Debugging register allocators

Introduction

Implementing register allocators is a daring job. The algorithms tend to be very complex, and worst: once the implementation starts producing the first running programs, most likely there will be bugs. Bugs just happen... and finding bugs... oh, man. That is quite something on its own...

We here in the compilers lab have been using an automatic debugger to find errors in the output of a register allocator. Notice that this is not the same as finding errors in the register allocator itself. If the register allocator produces incorrect code, our debugger most likely will catch the error; however, if the register allocation algorithm contains errors, in general our debugger cannot tell us anything about it. Nevertheless, the debugger was extremely useful in the development of our register allocators. In this page I will be explaining how to use our debugger. To download it, just click here.

What is this debugger like?

Our debugger uses typing rules to find errors in the output of register allocators. A detailed description of this mechanism can be found in this paper. The debugger reads programs written in a language called smira. If file.sm is a smira program, you can use the debugger with the following command line:

java -classpath TypeChecker.jar typeChecker.TypeCheckApp file.sm

If file.sm does not contain any errors, the debugger will output the message: The program type-checks!. On the other hand, if errors are found, the debugger will output a list with all the typing errors found:

There are typing errors:
...

More details about the types of errors is given later on in this webpage.

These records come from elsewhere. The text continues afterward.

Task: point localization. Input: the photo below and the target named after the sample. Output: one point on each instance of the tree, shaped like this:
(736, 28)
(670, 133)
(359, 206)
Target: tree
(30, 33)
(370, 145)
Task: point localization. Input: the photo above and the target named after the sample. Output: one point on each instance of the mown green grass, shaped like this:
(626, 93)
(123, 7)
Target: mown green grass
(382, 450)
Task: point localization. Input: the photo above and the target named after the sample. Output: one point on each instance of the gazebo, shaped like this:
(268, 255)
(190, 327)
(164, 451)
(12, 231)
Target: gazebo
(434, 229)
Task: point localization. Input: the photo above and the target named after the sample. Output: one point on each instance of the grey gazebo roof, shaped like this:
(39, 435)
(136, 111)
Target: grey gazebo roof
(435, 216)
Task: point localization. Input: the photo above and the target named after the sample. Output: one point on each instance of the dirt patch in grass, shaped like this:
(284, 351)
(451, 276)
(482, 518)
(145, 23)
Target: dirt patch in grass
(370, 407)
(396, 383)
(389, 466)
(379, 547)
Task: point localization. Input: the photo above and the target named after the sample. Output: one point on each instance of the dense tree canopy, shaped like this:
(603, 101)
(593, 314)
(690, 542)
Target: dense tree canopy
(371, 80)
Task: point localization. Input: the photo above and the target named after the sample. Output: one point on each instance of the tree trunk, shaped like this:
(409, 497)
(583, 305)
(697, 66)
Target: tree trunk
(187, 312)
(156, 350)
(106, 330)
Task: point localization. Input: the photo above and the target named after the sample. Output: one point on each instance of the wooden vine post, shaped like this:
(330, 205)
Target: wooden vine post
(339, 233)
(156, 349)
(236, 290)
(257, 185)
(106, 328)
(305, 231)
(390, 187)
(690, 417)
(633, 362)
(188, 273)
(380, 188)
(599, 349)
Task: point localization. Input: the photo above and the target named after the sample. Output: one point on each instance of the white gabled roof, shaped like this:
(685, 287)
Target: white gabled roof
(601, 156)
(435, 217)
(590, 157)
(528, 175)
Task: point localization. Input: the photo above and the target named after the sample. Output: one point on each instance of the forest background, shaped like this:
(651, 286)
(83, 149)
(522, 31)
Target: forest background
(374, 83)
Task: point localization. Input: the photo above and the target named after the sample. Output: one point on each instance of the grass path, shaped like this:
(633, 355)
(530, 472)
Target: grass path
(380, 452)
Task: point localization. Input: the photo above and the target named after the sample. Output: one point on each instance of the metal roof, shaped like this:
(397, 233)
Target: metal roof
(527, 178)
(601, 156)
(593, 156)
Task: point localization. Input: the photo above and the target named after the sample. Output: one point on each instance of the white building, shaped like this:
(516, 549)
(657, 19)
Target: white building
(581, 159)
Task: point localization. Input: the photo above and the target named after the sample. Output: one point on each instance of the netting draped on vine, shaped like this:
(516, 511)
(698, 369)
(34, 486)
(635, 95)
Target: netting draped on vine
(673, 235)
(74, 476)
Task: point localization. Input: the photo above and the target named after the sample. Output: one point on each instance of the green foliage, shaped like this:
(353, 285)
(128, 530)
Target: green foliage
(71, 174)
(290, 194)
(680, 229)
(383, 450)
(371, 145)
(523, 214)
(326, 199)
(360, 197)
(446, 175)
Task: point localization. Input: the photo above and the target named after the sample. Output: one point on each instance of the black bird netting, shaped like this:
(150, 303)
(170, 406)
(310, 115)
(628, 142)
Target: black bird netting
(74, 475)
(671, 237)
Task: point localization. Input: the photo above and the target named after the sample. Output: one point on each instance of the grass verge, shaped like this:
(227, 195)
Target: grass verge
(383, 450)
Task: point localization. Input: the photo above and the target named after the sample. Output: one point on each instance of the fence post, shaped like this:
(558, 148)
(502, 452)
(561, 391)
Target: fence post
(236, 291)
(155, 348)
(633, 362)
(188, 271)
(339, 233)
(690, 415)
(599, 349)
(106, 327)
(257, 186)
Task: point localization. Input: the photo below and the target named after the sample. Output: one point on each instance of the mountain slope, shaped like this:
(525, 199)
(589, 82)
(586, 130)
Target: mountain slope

The debugger can also be used to draw the control flow graph of smira programs. These graphs are outputted in the dot format, which is a standard for describing graphs. A good application to visualize the graph encoded in a dot file is Graphviz. This is a wonderful piece of open software and one only gains for knowing more about it! Anyway, to produce a dot description of a smira program, just type:

java -classpath TypeChecker.jar typeChecker.PrintGraphApp file.sm

And a textual description of the control flow graph will be printed in the standard output. Copy this description and paste it on a dot file so that it can be opened with Graphviz.

The smira language

Smira is a very simple language that describes how variables are bound to registers. Its grammar, in javacc format, is available here.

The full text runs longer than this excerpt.